Но как можно поддерживать впечатление, что все в порядке, если это явно не так? Представьте, что вас окружают видимые доказательства и знаки; вы знаете правду из местных СМИ, из распространяющихся слухов и вследствие общей культуры; вы знаете то, что знают все, и они знают, что вы знаете. Сказать иностранному гостю, что вы не знаете, что происходит, легко, разрешено и поощряется. Это простая ложь, а не самообман. Однако растущая прозрачность всех обществ для глобального контроля (одно лишь изобретение электронной почты тому порука) сделала буквальную ложь практически невозможной. Кадры CNN, на которых солдаты расстреливают мирных демонстрантов, можно увидеть по всему миру.

Буквальное отрицание перед лицом своих сограждан, которые знают, что вы знаете, требует дальнейшего тактического сговора. Вы перешли от созерцания к пониманию, но ваше мета-озарение подсказывает вам, что было бы разумно (на данный момент, пока все не изменится, пока общественность не проснется, пока все не пройдет) притвориться немного глупым на публике. Герас прекрасно уловил нюансы незнания, даже о массовых убийствах: «Есть люди, которые делают вид, что не знают, или которые не хотят знать и поэтому не узнают; или кто знает, или все равно не беспокоится, кто безразличен; или которые боятся за себя или за других, или которые чувствуют себя бессильными; или кто отягощен, отвлечен или просто занят (как большинство из нас) достижением целей своих собственных жизней»[295].

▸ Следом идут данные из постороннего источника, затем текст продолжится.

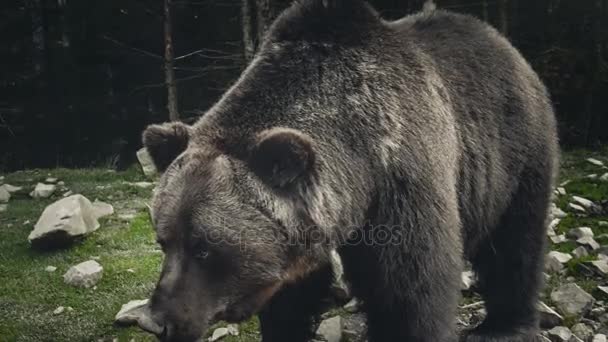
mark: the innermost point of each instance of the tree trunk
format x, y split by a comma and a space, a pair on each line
169, 70
257, 17
484, 10
38, 35
503, 18
249, 28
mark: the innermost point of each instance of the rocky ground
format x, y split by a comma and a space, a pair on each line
65, 272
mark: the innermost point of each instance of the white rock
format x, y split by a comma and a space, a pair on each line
11, 189
352, 306
557, 212
143, 185
601, 266
595, 162
145, 160
339, 287
554, 262
589, 242
559, 334
580, 252
102, 209
233, 329
85, 274
549, 315
137, 312
599, 338
218, 334
330, 330
467, 279
558, 238
570, 299
562, 258
577, 233
68, 218
5, 196
582, 331
43, 190
587, 204
577, 208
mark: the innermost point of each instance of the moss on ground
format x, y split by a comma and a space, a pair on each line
29, 294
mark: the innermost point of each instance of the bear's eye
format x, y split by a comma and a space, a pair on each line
202, 254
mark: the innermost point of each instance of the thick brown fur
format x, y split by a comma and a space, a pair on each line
414, 145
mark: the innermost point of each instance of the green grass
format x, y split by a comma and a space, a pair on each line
29, 294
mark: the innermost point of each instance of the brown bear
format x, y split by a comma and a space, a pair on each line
409, 146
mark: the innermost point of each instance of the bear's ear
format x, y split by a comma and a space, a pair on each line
165, 142
281, 156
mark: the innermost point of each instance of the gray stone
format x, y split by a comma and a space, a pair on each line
549, 317
352, 306
595, 162
576, 208
600, 266
599, 338
559, 334
585, 203
11, 189
554, 262
557, 212
5, 196
558, 238
580, 252
589, 242
43, 190
125, 314
145, 160
582, 331
330, 330
137, 312
577, 233
85, 274
570, 299
468, 278
339, 287
66, 219
218, 334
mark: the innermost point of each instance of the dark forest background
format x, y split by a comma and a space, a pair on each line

Чем более открыты общества, тем более свободную культуру избирательного и добровольного отрицания они порождают. Солдат, который лжет иностранному журналисту, опирается на общепринятые культурные посылы: не доноси, не распускай слухов, не утешай врага и не выноси сор из избы. Существует не выраженный публично общественный договор, о каких предметах «лучше не говорить». Целые общества построены вокруг того, что Гавел назвал «жизнью во лжи». Сущность белого сознания при апартеиде в Южной Африке заключалась в постоянном умолчании о том, что казалось «очевидным» любому постороннему.

В еще большей степени это относится к интерпретативному отрицанию. Людям, которые с готовностью признаются себе, своим согражданам и даже посторонним, что происходит что-то плохое, трудно использовать язык геноцида, эскадронов смерти или пыток. Некоторые способы обозначения реальности в таких случаях недопустимы.

Во многих обществах, которые ведут себя жестоко по отношению к своим гражданам, этническим меньшинствам, оккупированному или колонизированному населению, существует небольшая разница между рассказами преступников и рассказами наблюдателей. Некоторые режимы предпочитают активную позицию; другие довольствуются молчанием, которое можно воспринимать как подтверждение. В любом случае, зрителям можно смело предлагать официальные оправдания, а не извиняющиеся нейтрализации. Они не зомби: они знают, что происходит, но их это не тревожит ни эмоционально, ни морально. Им нечего «отрицать», потому что им все равно.

Треугольник злодеяний (преступник-жертва-свидетель) меняется, когда наблюдатели находятся ближе к жертвам. По мере расширения масштабов насилия в отношении первоначальной целевой группы наблюдатели становятся более уязвимыми. Но личный интерес может быть уравновешен неправильным пониманием общего («здесь этого не может случиться») и личного риска («со мной этого не может случиться»).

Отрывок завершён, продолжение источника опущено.